Isso porque o cenário fica ainda mais completo quando olhamos para o papel da fêmea durante a reprodução.
Diferente de muitos répteis que abandonam seus ovos, a Mãe Jacaré é uma “sentinela” incansável, que utiliza características únicas para garantir a sobrevivência da espécie.
Nesse sentido, a primeira grande lição vem da construção do ninho.
Ou seja, ela não cava apenas um buraco; ela constrói uma verdadeira “incubadora” com galhos, folhas e barro. A decomposição desse material gera o calor necessário para chocar os ovos, e a mãe fica ali, faça chuva ou faça sol, protegendo o local contra predadores como o lagarto teiú.
O flagra da “creche noturna” em Aquidauana
Um registro impressionante realizado pela equipe Pantanal Sul capturou o exato momento em que centenas de filhotes de jacaré-do-pantanal (Caiman yacare) se reuniam às margens de uma estrada em Aquidauana, a 141 km da capital.
O flagrante noturno não é por acaso: os recém-nascidos costumam se agrupar em grandes “creches” sob a vigilância de uma ou mais fêmeas adultas.
Esse comportamento em grupo é uma estratégia vital de sobrevivência contra predadores noturnos, como aves de rapina e mamíferos carnívoros. Olhando mais de perto, a concentração desses indivíduos em áreas próximas às estradas pantaneiras reforça a importância da atenção redobrada dos motoristas que transitam pela região, uma vez que o ambiente natural se integra diretamente às rotas de deslocamento desses animais em busca de novos corpos d’água.
Sensibilidade e cuidado cirúrgico
A Mãe Jacaré possui sensores de pressão altamente desenvolvidos ao redor da boca. E isso a leva para um único ponto: a capacidade de usar uma mandíbula capaz de quebrar ossos para carregar filhotes que mal pesam alguns gramas.

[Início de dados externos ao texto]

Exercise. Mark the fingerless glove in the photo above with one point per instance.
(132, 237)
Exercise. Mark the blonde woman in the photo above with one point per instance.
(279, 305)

Quando os pequenos começam a “piar” dentro dos ovos, ela usa o focinho para cavar o ninho e ajudar na saída deles.
Assim, esse movimento gera comportamentos fascinantes que definem a maternidade no Pantanal.
Ou seja, ela acomoda os recém-nascidos na boca, entre os dentes, e os leva com delicadeza extrema até o “berçário” na água.
Além disso, mãe e filhotes trocam sinais sonoros constantes. Se um pequeno se perde ou corre perigo, ele emite um chamado agudo e a mãe aparece imediatamente para a defesa.
Inclusive, durante os primeiros meses, é comum ver os filhotes subindo no dorso (as costas) da mãe para tomar sol ou se proteger de piranhas e outros jacarés machos.
A lição que vem das águas
Dando um passo adiante, a característica mais forte dessa mãe é a resiliência.
O desdobramento natural dessa política de proteção é a preservação da biodiversidade dos nossos rios.
Assim, entender que a proteção é a essência da vida selvagem nos ajuda a respeitar cada vez mais o ciclo do nosso Pantanal.
Por outro lado, não podemos esquecer de que, durante o período de cuidado com os filhotes, a fêmea fica extremamente atenta e territorial.
Mas nem tudo é medo: é apenas o instinto de quem sabe que a nova geração depende inteiramente da sua guarda. Ao avistar uma mãe jacaré, o segredo é a contemplação à distância.
Afinal, se até o jacaré sabe transformar sua armadura em abrigo, o amor de mãe é, verdadeiramente, a proteção que não falha.